W3C home > Mailing lists > Public > www-talk@w3.org > May to June 1996

Re: Tagging a document with language

From: J.E. Fritz <fritz@gems.vcu.edu>
Date: Fri, 07 Jun 1996 10:06:50 -0400 (EDT)
To: robots@webcrawler.com
Cc: www-talk@w3.org
Message-Id: <Pine.PCW.3.93.960607093940.3582B-100000@acepc44.ace.vcu.edu>
On Fri, 7 Jun 1996, Tronche Ch. le pitre wrote:

...
> that incidentally I found. But I'm suprised by the increasing number
> of documents that I can't understand, simply because they're written
> in a foreign language (foreign to me, that is nor french nor english),
> not to speak of non iso-8859 files, such as japanese ones.
...
> A more interesting approach is the indexer trying to figure the
> language of the document, based may be on a statistical analysis.
> Probably, problems will arise with mixed languages files.

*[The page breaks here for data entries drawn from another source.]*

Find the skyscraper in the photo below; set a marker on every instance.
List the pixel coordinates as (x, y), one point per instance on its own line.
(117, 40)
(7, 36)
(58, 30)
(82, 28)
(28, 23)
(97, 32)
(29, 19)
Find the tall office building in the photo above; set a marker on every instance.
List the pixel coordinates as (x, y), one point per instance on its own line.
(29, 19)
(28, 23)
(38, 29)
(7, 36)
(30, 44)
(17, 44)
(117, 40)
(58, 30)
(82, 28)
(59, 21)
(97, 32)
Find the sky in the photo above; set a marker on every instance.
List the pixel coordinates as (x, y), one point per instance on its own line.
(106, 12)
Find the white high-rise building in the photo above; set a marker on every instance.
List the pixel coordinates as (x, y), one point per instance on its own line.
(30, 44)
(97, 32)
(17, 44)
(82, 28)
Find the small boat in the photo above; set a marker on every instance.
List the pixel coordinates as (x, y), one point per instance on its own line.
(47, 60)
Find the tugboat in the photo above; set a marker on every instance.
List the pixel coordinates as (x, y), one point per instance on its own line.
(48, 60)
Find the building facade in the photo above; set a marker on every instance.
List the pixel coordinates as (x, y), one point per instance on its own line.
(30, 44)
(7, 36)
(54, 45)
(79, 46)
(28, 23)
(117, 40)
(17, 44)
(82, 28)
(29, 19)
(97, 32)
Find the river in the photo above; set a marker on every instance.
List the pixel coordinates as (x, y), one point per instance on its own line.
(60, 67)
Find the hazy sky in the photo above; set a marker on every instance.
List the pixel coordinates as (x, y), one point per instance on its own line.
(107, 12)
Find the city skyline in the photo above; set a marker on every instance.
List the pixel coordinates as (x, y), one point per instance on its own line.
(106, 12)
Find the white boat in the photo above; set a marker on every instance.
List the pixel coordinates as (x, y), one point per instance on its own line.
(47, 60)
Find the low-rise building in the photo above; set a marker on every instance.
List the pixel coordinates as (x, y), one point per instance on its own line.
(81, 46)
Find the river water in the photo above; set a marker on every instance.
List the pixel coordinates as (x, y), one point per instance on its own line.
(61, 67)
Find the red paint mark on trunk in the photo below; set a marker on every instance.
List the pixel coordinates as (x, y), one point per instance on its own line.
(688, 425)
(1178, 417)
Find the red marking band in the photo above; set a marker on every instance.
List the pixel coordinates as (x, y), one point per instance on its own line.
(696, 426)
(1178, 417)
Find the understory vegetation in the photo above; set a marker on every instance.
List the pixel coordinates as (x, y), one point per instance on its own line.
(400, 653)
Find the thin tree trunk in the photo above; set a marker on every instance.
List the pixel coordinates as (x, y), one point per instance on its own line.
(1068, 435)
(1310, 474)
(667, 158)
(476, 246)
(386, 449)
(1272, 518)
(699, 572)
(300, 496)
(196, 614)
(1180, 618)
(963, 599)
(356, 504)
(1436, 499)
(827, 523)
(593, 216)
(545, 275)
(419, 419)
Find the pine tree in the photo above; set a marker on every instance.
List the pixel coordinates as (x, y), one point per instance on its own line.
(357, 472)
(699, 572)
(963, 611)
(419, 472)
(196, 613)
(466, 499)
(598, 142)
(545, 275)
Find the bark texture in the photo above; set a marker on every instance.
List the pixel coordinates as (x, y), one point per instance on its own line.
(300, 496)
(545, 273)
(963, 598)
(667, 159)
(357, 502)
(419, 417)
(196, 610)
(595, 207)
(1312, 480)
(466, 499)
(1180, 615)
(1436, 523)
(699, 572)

An easy way to tell might be by examination of stopwords.  If a document
has lots of words like "an", "to", "be", "by", "of", "if", "a", "the",
"in", "this", "then", "it", "at" and "some" then it probably contains at
least some English.  "Le", "la", "les", "un", "une", "en", "au", "de",
"des" point to French.

The advantage is that you would need a relatively small number of words
for each language, not the whole dictionary.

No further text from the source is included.